Perspektive Deutsches Kino: Zwei Kölner Regisseurinnen erzählen im Dokumentarfilm „Draußen“ von den Schätzen der Obdachlosen.

Im Wohnzimmer von Elvis sieht es tiptop aus. Die Musiksammlung ist sortiert, das Bett gemacht, jedes Ding hat seinen Platz. Ein Griff und der Stetson sitzt auf dem Kopf. Nur, dass der grauhaarige Cowboy mit den Totenkopfringen unter einer Autobahnbrücke lebt. „Ich habe Ordnung im Blut, seit ich im Heim aufwuchs“, sagt er. Sein größter Schatz sind seine geliebten Elvis-Alben.

Was haben die, die nicht einmal vier Wände haben? Das ist die Frage, mit der sich die Kölner Regisseurinnen Johanna Sunder-Plassmann und Tama Tobias- Macht dem Thema Obdachlosigkeit nähern. Sonst ist es Gegenstand von Sozialreportagen, die die auf der Straße Gestrandeten als Opfer zeigen. In „Draußen“ ist das anders. Da sind Matze, Peter, Sergio und Elvis nicht die von der Gesellschaft aussortierten Penner. Da sind sie stolz genug, um Sätze wie „Ich möchte nicht anders leben“ zu sagen. Da sind sie Helden, auch wenn Tobias-Macht sie doch lieber „Antihelden“ nennt.
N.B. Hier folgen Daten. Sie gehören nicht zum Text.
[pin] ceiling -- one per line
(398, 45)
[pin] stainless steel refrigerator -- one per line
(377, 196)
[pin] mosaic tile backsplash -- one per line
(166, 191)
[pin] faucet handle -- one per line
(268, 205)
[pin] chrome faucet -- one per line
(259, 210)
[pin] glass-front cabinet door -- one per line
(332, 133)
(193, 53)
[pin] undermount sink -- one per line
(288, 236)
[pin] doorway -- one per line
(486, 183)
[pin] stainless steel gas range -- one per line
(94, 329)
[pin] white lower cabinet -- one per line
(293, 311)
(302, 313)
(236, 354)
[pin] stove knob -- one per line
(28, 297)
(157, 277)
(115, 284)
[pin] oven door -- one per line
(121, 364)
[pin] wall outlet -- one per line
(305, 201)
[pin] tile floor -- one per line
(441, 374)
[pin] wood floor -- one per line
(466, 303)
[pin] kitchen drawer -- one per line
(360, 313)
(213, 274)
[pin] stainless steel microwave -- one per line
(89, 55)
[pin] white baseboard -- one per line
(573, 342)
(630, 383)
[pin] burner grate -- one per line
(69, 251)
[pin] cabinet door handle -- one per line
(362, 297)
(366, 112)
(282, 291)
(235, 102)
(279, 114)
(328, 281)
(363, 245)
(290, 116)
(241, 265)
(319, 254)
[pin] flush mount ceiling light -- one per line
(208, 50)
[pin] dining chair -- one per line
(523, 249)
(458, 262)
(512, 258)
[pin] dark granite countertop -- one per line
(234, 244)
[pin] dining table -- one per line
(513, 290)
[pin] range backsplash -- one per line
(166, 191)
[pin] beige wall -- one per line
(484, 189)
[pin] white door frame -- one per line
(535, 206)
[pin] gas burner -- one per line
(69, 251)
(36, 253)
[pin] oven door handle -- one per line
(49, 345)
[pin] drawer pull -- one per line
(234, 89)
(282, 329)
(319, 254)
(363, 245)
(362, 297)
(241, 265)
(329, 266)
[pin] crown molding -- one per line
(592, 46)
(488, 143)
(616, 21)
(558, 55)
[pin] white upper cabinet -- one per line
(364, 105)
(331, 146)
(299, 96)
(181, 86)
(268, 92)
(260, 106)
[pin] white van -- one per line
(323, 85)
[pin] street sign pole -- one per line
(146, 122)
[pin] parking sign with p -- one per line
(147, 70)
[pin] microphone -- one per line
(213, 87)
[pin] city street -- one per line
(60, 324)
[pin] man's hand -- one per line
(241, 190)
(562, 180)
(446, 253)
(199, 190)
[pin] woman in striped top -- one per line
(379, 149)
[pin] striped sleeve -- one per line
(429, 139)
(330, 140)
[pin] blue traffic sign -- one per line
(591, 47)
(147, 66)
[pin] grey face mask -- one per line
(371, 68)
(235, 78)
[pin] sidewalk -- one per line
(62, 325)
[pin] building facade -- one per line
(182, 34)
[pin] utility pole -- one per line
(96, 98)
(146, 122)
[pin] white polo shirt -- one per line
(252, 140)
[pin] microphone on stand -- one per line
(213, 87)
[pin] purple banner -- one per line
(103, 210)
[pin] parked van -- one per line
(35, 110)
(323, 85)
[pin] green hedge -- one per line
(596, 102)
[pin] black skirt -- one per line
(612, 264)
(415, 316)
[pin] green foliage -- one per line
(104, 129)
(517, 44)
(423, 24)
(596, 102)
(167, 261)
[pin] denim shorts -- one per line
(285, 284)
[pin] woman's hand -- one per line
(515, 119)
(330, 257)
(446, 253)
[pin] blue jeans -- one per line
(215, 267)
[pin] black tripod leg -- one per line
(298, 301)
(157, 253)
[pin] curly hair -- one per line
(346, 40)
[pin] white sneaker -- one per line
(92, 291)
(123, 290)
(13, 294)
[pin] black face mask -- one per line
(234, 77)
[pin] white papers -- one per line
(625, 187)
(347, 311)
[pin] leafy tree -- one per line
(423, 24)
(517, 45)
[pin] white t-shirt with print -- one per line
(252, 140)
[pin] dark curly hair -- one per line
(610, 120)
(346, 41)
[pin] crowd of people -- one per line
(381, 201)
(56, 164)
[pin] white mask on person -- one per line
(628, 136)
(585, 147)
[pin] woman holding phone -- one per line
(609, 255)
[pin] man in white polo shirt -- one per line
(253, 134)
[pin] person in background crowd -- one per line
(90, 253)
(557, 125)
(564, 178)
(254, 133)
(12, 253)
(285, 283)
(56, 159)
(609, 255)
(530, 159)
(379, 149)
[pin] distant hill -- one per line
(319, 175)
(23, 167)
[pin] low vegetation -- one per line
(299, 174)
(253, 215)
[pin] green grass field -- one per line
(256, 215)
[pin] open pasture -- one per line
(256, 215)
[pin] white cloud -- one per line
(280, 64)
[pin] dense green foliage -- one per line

Elvis-CDs, Hut, Cowboystiefel entwickeln in der starken Dokumentation, die in der Perspektive Deutsches Kino läuft, ein Eigenleben. Genauso wie das Fahrtenbuch und die Machete von Matze, der überall in Deutschland unter Tarnfleckfolie im Wald campiert und Zweige für sein Lager abschlägt. Oder der Schottenrock und das abgegriffene Jugendfoto von Peter, das ihn als strahlenden Karnevalsprinzen zeigt.

Die Habseligkeiten werden zur Installation

Die Regisseurinnen arrangieren die Dinge räumlich, binden sie an Fäden, stellen sie hin, hängen sie an Wände, an Bäume und beleuchten sie dramatisch wie eine theatralische Installation. Jeder Schlafplatz der vier Protagonisten erfährt in einer Nachtszene (Kamera: Sophie Maintigneux) diese artifizielle Metamorphose zum musealen Stillleben.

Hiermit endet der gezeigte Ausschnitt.